Housing is a staple of life, providing both shelter and a base from which Australians can participate in society.
It is for this reason that the recent discovery that nearly $45 million of charges levied to provide community infrastructure has been borrowed by Lake Macquarie City Council to 'prop-up' other local government spending is deplorable and should provide the chance to review how infrastructure is funded in this state.
While some people think these levies, commonly referred as development levies, are funded by the developer, the truth is they are paid for by new home buyers. As a result they add a significant upfront sum to the cost of new homes and have a direct impact on housing affordability.
The announcement that some councils may be choosing to borrow from these funds for purposes outside the infrastructure they were collected for may not be legal and must mean councils are collecting more than they need or not spending it on the things they promise would be delivered. Either way it's not right.
Last year 957 residential dwelling approvals occurred in Lake Macquarie, that's 957 home owners that paid for their local infrastructure and are now paying interest on their home loans which included paying for these levies. If council has taken this action, then the result is that many thousands of new home buyers are now paying interest for 20-30 years on borrowings given to council from funds that are reportedly not being used for up to 20 years.
The community should be rightfully outraged that a generation of children could exit the family home before the infrastructure they paid for is provided.
The reality is that many taxes are levied at the residential construction sector by all levels of government, and that local councils in particular have limited channels from which to raise revenue - and this is why they often turn to development levies.
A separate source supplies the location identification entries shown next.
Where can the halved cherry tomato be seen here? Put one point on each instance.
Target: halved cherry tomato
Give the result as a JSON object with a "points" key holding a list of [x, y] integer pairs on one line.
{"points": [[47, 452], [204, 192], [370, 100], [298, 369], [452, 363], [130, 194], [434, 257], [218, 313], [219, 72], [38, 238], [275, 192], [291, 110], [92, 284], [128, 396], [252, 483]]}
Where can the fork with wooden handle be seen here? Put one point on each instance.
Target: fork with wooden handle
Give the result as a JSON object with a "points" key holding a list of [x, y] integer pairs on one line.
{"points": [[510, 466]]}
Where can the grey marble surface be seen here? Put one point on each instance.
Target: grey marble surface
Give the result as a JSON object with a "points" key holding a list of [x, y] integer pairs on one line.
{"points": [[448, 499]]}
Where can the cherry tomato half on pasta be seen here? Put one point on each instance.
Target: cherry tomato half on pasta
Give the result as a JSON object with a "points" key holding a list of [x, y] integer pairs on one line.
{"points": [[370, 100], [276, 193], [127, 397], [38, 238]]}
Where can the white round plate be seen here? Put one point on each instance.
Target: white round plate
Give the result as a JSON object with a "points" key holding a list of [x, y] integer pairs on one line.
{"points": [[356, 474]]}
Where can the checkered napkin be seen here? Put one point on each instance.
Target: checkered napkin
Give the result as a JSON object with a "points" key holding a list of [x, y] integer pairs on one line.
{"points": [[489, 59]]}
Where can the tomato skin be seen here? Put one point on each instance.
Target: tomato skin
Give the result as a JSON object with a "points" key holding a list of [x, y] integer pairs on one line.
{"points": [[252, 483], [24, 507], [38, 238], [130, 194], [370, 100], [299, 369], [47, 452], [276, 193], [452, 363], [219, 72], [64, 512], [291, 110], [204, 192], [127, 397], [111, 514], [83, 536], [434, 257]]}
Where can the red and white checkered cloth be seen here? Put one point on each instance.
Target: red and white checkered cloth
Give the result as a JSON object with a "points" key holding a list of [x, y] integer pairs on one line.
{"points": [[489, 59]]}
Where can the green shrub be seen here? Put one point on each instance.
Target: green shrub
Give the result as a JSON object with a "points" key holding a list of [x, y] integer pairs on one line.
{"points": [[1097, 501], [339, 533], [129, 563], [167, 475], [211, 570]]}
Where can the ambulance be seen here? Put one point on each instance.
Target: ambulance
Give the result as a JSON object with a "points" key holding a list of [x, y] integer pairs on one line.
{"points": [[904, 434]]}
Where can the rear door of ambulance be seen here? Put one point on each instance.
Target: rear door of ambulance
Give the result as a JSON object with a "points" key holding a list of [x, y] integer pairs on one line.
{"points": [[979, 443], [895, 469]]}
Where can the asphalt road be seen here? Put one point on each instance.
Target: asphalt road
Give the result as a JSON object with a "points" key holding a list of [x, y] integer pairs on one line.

However, these development levies come at a huge cost to home owners and they deserve to have full value for their dollar with absolute transparency as to how their money is being spent.
Lake Macquarie City Council needs to provide details to the development industry and home owners how this significant loan won't impact on the cost and the timing of delivering future infrastructure. Particularly when the burden of providing these funds has fallen squarely on the shoulders of the new home buyer.
Craig Jennion is the Hunter Executive Director at the Housing Industry Association.